EC655
Justin Smith
Wilfrid Laurier University
Fall 2022
Repeated observations of some individual unit along some dimension
Typically, observing same people/firms/countries over time
Second dimension does not have to be time
Panel data can be used in several ways
Deal with individual heterogeneity
Increase variation (reduce standard errors)
Study dynamics
In microeconometrics, panel data mostly controls for individual heterogeneity
We will study
Basic panel data methods
Using panel data to identify parameters
Panels have at least 2 dimensions
A balanced panel is one where all individuals are observed in every time period
An unbalanced panel has at least one person not observed in a time period
Balanced Panel
ID | Year | Income |
1 | 1990 | 60000 |
1 | 1991 | 65000 |
1 | 1992 | 90000 |
2 | 1990 | 20000 |
2 | 1991 | 21000 |
2 | 1992 | 24000 |
Unbalanced Panel
ID | Year | Education |
1 | 1990 | 60000 |
1 | 1991 | 90000 |
2 | 1990 | 20000 |
2 | 1991 | 21000 |
2 | 1992 | 24000 |
Like regular regression model, but with unobserved variable that only varies over individuals
The regression model is \[y_{ij} = \mathbf{x_{ij}}\boldsymbol{\beta} +a_{i} + u_{ij}\]
\(\mathbf{x_{ij}}\) contains a constant
\(a_{i}\) is the unobserved effect
Assume we are not interested in the effect of \(a_{i}\) on \(y_{ij}\)
Usually it is not observed, or unmeasurable anyway
This is why it is not written with a parameter
Several models we can use to estimate the parameters \(\boldsymbol{\beta}\)
We learned regression model was structural when error was mean independent
Panel model is structural when we assume Strict Exogeneity
Mathematically, strict exogeneity is written as \[E[u_{ij} | \mathbf{x_{i1}}, \mathbf{x_{i2}}, \ldots, \mathbf{x_{iJ}}, a_{i}] =0\]

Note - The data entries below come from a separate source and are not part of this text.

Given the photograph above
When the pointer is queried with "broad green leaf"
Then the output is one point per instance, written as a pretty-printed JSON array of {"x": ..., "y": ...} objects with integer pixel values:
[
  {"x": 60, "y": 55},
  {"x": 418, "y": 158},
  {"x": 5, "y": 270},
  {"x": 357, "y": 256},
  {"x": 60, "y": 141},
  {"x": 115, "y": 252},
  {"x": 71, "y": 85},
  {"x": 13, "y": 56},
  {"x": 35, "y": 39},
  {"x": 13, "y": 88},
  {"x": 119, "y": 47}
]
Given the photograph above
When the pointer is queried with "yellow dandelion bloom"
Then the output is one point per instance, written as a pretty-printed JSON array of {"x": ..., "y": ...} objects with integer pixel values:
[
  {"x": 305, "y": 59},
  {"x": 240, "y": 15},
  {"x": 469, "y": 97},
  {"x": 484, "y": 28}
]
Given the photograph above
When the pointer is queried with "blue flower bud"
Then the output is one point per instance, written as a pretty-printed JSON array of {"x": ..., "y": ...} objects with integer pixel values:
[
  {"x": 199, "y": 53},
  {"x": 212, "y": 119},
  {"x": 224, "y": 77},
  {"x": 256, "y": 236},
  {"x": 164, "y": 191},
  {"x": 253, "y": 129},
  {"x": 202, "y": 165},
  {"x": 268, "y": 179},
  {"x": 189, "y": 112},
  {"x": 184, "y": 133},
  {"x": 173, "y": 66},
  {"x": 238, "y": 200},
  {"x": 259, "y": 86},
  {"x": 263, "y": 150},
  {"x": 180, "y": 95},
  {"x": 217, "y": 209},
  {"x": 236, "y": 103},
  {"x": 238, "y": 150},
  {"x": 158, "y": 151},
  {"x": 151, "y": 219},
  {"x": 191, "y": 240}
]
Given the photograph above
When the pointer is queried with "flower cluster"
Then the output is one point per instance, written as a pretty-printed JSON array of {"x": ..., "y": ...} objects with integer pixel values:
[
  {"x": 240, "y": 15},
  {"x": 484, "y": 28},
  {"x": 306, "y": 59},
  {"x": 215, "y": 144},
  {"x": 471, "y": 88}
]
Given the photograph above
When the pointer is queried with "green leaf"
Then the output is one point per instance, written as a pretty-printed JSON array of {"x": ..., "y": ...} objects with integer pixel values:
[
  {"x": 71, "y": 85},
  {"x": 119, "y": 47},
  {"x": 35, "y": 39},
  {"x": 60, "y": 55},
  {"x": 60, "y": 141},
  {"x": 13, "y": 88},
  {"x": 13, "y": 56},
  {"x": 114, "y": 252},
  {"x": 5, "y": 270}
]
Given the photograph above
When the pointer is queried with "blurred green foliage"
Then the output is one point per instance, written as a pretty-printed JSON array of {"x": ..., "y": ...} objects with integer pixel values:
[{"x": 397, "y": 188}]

It implies that \(u_{ij}\) in each time period is uncorrelated with \(\mathbf{x_{ij}}\) in each time period \[E[\mathbf{x_{is}^{'}}u_{ij}] =0, \forall s,j = 1,2,\ldots, J\]
It also implies that the unobserved effect is uncorrelated with \(u_{ij}\) in every time period \[E[a_{i}u_{is}] =0, \forall s = 1,2,\ldots, J\]
Strict exogeneity assumptions are necessary for consistency of estimators we discuss below
Note that strict exogeneity says nothing about the correlation between \(\mathbf{x_{ij}}\) and \(a_{i}\)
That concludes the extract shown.